President Obama may be urged to split the joint leadership of the National Security Agency and U.S. Cyber Command in favor of two distinct forces for cyberespionage and cyberwarfare as NSA officials announce that artificial intelligence will be a future part of U.S. cyber strategy.
The potential move will be urged by the Pentagon and intelligence community and is driven by a sense that the two missions are fundamentally different as military hackers and cyberspies shouldn't compete to use the same networks and the job of leading both missions is too big for one person, according to the Washington Post.
Defense Secretary Ashton Carter and Director of National Intelligence James Clapper are both reportedly pressing for the split, with Carter seeking to build Cyber Command into a full-fledged fighting force that has its own network accesses to conduct attacks, the post said while Clapper supports the idea in hopes that it will reduce tension over which force gets to use the networks .
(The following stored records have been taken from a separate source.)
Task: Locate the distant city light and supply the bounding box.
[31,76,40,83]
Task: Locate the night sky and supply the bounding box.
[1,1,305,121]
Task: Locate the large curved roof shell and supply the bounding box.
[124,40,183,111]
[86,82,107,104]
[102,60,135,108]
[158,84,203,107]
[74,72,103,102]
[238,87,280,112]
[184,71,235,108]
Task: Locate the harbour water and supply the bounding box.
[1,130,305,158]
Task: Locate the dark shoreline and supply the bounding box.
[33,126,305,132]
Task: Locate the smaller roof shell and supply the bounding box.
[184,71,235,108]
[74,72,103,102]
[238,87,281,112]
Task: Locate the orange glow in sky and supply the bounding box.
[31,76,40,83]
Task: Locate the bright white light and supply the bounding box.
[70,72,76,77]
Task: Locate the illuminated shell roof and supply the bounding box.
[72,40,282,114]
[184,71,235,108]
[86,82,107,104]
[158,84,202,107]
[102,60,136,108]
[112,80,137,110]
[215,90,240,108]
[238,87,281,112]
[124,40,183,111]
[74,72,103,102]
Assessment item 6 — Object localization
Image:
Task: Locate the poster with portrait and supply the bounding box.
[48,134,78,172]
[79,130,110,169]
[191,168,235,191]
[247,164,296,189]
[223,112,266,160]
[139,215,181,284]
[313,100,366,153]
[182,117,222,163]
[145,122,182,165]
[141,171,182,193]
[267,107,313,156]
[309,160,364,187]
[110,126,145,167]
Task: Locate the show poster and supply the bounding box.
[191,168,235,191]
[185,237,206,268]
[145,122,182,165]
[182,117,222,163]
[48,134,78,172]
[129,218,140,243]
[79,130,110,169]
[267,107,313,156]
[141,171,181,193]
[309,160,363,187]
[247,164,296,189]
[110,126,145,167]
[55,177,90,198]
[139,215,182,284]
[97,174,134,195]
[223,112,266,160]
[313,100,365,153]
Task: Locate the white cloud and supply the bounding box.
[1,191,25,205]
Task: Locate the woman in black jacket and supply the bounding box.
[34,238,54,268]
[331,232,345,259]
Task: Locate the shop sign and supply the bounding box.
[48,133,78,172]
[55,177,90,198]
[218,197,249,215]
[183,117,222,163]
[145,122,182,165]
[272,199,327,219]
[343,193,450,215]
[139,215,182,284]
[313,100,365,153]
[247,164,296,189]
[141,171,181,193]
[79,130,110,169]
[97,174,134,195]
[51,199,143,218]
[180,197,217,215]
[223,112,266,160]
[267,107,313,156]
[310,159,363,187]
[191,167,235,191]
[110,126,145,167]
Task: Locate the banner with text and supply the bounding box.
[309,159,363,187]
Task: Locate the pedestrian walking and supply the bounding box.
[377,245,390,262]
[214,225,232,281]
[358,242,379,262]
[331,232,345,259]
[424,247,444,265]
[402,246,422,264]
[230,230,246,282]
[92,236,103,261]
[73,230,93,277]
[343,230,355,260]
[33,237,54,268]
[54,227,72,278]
Last week, NSA leader Admiral Michael Rogers told an audience at the Intelligence & National Security Summit that ‘‘he believes the two organizations should remain aligned but separate.
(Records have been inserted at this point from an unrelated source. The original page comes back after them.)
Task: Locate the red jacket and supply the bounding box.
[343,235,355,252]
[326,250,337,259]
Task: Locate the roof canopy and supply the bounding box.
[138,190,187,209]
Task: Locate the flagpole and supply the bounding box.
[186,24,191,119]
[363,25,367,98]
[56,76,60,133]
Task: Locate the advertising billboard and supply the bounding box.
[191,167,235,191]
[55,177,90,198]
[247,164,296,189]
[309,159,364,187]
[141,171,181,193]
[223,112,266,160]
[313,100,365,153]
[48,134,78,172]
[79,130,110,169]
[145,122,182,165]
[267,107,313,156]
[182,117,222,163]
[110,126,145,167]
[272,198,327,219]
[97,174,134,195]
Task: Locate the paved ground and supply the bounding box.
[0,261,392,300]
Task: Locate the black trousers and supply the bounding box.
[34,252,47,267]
In other news, earlier this week, Rogers told Congress that artificial intelligence will play a large role in the U.S. cyberspace strategy.
He told the Senate Armed Services Committee Tuesday that his agency is interested in using machine learning to do cyber at the scale and speed necessary to keep up with adversaries, according to Inside Sources.
“Because if we're just going to take this largely human capital approach to doing business, that is a losing strategy,” he said.